Почему для таких разных людей, как Т. Мании Н. Бердяев, Г. Гессе и Вяч. Иванов, Л. Карсавин и Мураками, проза Достоевского стала надежным источником глубокомысленных и даже изощренных художнических и философических архитекгоник?

Достоевский раскрыл подлинные горизонты внутреннего человека. С его опытами авторитет описательной прозы впервые серьезно пошатнулся. Отдельные прорывы к герою-интроверту были; так, Л. Толстой впервые в «Войне и мире» изобразил внутреннюю речь героя. И все же вражду И. Тургенева и Достоевского, как и не-встречу Л. Толстого с великим современником можно, помимо внешних причин, объяснить и тем, что писателю-описателю с «психологом в высшем смысле» говорить было не о чем.

Достоевский – классик философской прозы. За плечами у Фёдора Михайловича были «Герой нашего времени» и «Русские ночи», но лишь Достоевскому удалось создать героя-идеолога, свободного от авторского диктата, с автономным голосовым приоритетом и личной волей высказывания. Ничего похожего мировая литература не знала. Свобода речевого поведения героя – одна из главных новаций Достоевского. Более того, он показал, что свобода эта может оказаться греховной и опасной, неподъемной и невыносимой (Раскольников, кн. Мышкин), она готова обернуться самоизоляцией и самонаказанием, стать дорогой к смерти.

Библейская история грехопадения началась со свободного поступка. В прозе Достоевского история эта разыгрывается вновь и вновь, утверждая вечную правду мифа в социальной реальности вечной неправды исторического мира. Достоевский научил видеть субстанциональное в акцидентальном.
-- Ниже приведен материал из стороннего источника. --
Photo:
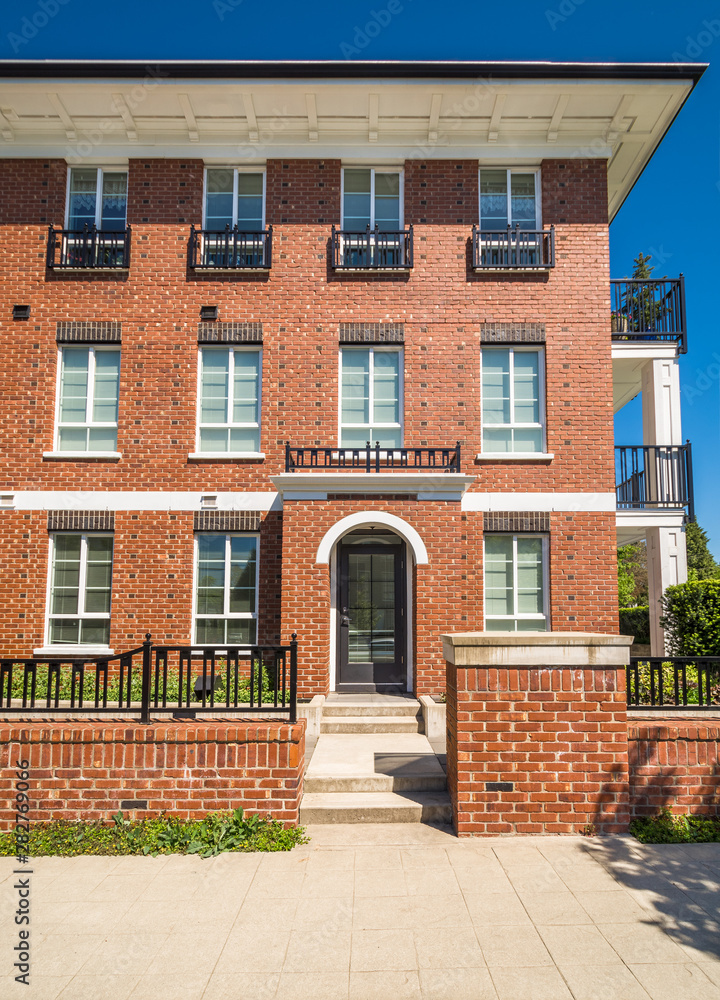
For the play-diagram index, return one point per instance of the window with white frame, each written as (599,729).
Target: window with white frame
(97,196)
(512,400)
(371,197)
(229,401)
(371,389)
(226,589)
(234,197)
(509,197)
(88,394)
(80,589)
(515,574)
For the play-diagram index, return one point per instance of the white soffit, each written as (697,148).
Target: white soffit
(241,120)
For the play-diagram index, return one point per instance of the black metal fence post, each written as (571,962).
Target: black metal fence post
(147,668)
(293,678)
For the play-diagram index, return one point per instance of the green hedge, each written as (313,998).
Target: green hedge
(636,621)
(691,618)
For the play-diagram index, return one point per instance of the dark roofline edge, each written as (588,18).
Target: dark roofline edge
(303,69)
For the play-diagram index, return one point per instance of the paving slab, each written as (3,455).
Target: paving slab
(383,912)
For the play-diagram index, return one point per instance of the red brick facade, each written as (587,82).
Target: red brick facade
(301,303)
(674,764)
(537,750)
(86,770)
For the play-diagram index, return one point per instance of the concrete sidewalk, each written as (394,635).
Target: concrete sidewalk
(388,911)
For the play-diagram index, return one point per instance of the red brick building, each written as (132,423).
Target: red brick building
(328,349)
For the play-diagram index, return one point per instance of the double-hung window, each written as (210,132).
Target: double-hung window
(371,389)
(88,395)
(80,589)
(509,197)
(97,197)
(229,401)
(226,589)
(512,400)
(515,573)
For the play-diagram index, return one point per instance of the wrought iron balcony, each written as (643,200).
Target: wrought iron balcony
(654,477)
(372,250)
(229,250)
(90,249)
(649,310)
(513,249)
(371,458)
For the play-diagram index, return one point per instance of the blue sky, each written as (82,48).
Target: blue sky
(671,213)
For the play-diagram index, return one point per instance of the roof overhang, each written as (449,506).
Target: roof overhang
(522,112)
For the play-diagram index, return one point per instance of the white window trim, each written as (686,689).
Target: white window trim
(545,616)
(88,424)
(75,648)
(241,616)
(518,455)
(98,193)
(383,170)
(401,394)
(198,455)
(236,171)
(513,170)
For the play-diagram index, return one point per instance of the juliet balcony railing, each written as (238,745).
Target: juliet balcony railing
(372,250)
(372,458)
(89,248)
(513,249)
(654,477)
(229,249)
(649,310)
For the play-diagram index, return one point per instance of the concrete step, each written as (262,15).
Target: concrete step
(398,706)
(370,724)
(430,782)
(375,807)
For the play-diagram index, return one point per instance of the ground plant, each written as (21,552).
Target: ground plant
(665,828)
(215,834)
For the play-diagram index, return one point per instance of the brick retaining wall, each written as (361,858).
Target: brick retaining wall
(86,770)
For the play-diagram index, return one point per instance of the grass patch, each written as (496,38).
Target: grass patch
(668,829)
(216,833)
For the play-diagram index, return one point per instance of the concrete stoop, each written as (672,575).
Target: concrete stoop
(373,764)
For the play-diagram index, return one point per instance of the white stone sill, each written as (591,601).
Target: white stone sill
(68,652)
(515,456)
(225,456)
(82,456)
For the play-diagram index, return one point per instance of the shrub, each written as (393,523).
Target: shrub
(691,618)
(636,621)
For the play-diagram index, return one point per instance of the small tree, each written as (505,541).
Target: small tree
(701,564)
(691,618)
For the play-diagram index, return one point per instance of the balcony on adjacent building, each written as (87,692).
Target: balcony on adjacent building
(372,250)
(513,249)
(229,249)
(372,458)
(649,310)
(654,477)
(88,249)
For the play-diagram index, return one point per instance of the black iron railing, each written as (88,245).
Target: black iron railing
(372,250)
(155,679)
(89,248)
(229,249)
(371,458)
(654,476)
(649,310)
(513,249)
(674,682)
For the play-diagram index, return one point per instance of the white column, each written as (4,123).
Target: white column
(661,403)
(667,565)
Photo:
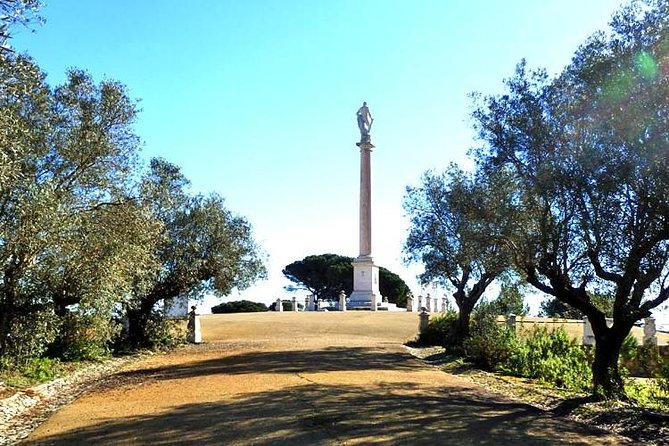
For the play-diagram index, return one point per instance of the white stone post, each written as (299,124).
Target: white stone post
(194,327)
(342,301)
(375,302)
(511,321)
(424,321)
(649,332)
(588,334)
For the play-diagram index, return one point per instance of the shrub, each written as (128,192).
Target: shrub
(239,306)
(489,345)
(662,375)
(438,330)
(550,356)
(629,349)
(83,337)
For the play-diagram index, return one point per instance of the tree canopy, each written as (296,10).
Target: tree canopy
(453,233)
(85,235)
(589,152)
(326,275)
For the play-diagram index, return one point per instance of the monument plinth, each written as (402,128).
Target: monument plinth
(366,294)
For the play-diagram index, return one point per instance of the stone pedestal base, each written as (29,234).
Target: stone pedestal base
(366,294)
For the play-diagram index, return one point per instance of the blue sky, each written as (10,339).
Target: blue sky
(256,99)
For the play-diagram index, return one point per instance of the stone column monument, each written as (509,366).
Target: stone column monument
(366,294)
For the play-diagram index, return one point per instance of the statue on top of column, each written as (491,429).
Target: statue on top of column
(365,121)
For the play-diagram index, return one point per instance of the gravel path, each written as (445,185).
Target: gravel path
(309,378)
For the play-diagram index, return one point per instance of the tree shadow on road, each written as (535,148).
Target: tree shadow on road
(325,414)
(290,361)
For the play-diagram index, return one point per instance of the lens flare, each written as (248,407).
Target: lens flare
(646,65)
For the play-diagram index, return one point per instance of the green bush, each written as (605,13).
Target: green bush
(489,344)
(550,356)
(438,330)
(662,375)
(239,306)
(82,338)
(629,349)
(30,335)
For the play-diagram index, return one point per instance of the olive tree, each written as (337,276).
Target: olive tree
(67,155)
(590,151)
(453,233)
(203,247)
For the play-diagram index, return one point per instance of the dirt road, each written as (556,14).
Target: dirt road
(302,379)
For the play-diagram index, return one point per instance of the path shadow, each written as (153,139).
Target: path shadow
(329,415)
(290,361)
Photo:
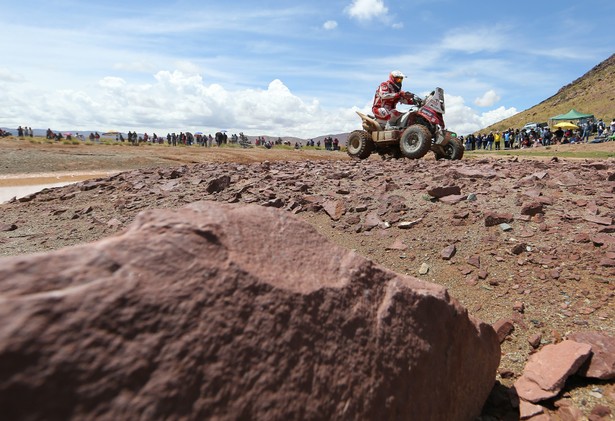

Достоевский изобрел и показал в пластике художественной реальности новую социальную психологию общения. Из нее выросла в России и на Западе философия диалога, ставшая фундаментом диалогической философии, нужду в которой заявила культура рубежа XX и XXI веков. Проза Достоевского красноречива, его герои – пророки, риторы и ораторы, болтуны и графоманы. В «Дневнике писателя» художественные тексты (поэтика) переслаивают журналистику (риторика). В его прозе найдутся и «говорящие штаны» (по убийственной реплике В. Розанова о Д. Мережковском), вроде Опискина, и мастера апофатического речения («Бедные люди», «Записки из подполья»), и эстеты словесного жеста (Ставрогин), и носители приоритетного слова, т. е. слова, в первый раз говорящего последнюю правду (кн. Мышкин, Зосима), и мастера речевого прельщения (Великий Инквизитор), и даже специальный «почвенный» ангел словесной наивности (Алеша Карамазов). Но дело не только в разнообразии форм говорения, а в том, что Достоевский приравнял высказывание к поступку. Речевой жест стал физическим действием; чем-то это напоминает гипноз.

Суггестивное слово Достоевского оказало ошеломляющее воздействие на читателя, – и читатель изменился. Он научился жить в романах великого писателя, они стали для него средой метафизического обитания и новым способом жизни. Достоевский перекроил русского человека и показал своему современнику, что он больше себя самого, значительнее, ответственнее и умнее. Человек-артист открыт не Ницше, а Достоевским.

Так в прозе Достоевского вызревала новая антропология – комическая и трагическая вместе.

Открытия Достоевского впечатляют своими результатами, но еще более – теми возможностями, которые они раскрывают для всего ряда наук о человеке и для искусства слова.

Мы надеемся, что серия очерков, составивших книгу, поможет читателю уточнить подлинные контуры философско-художественного и эстетического наследия писателя.

Любые замечания будут приняты с благодарностью.

Выражаем сердечную благодарность редколлегии серии и персонально – Светлане Яковлевне Левит за хлопоты в подготовке книги к изданию.

Глава 1
Метафизика Достоевского (онтология и теология)

Тайнозрение

Что такое «метафизика, могущая возникнуть в качестве науки»[1]о Достоевском?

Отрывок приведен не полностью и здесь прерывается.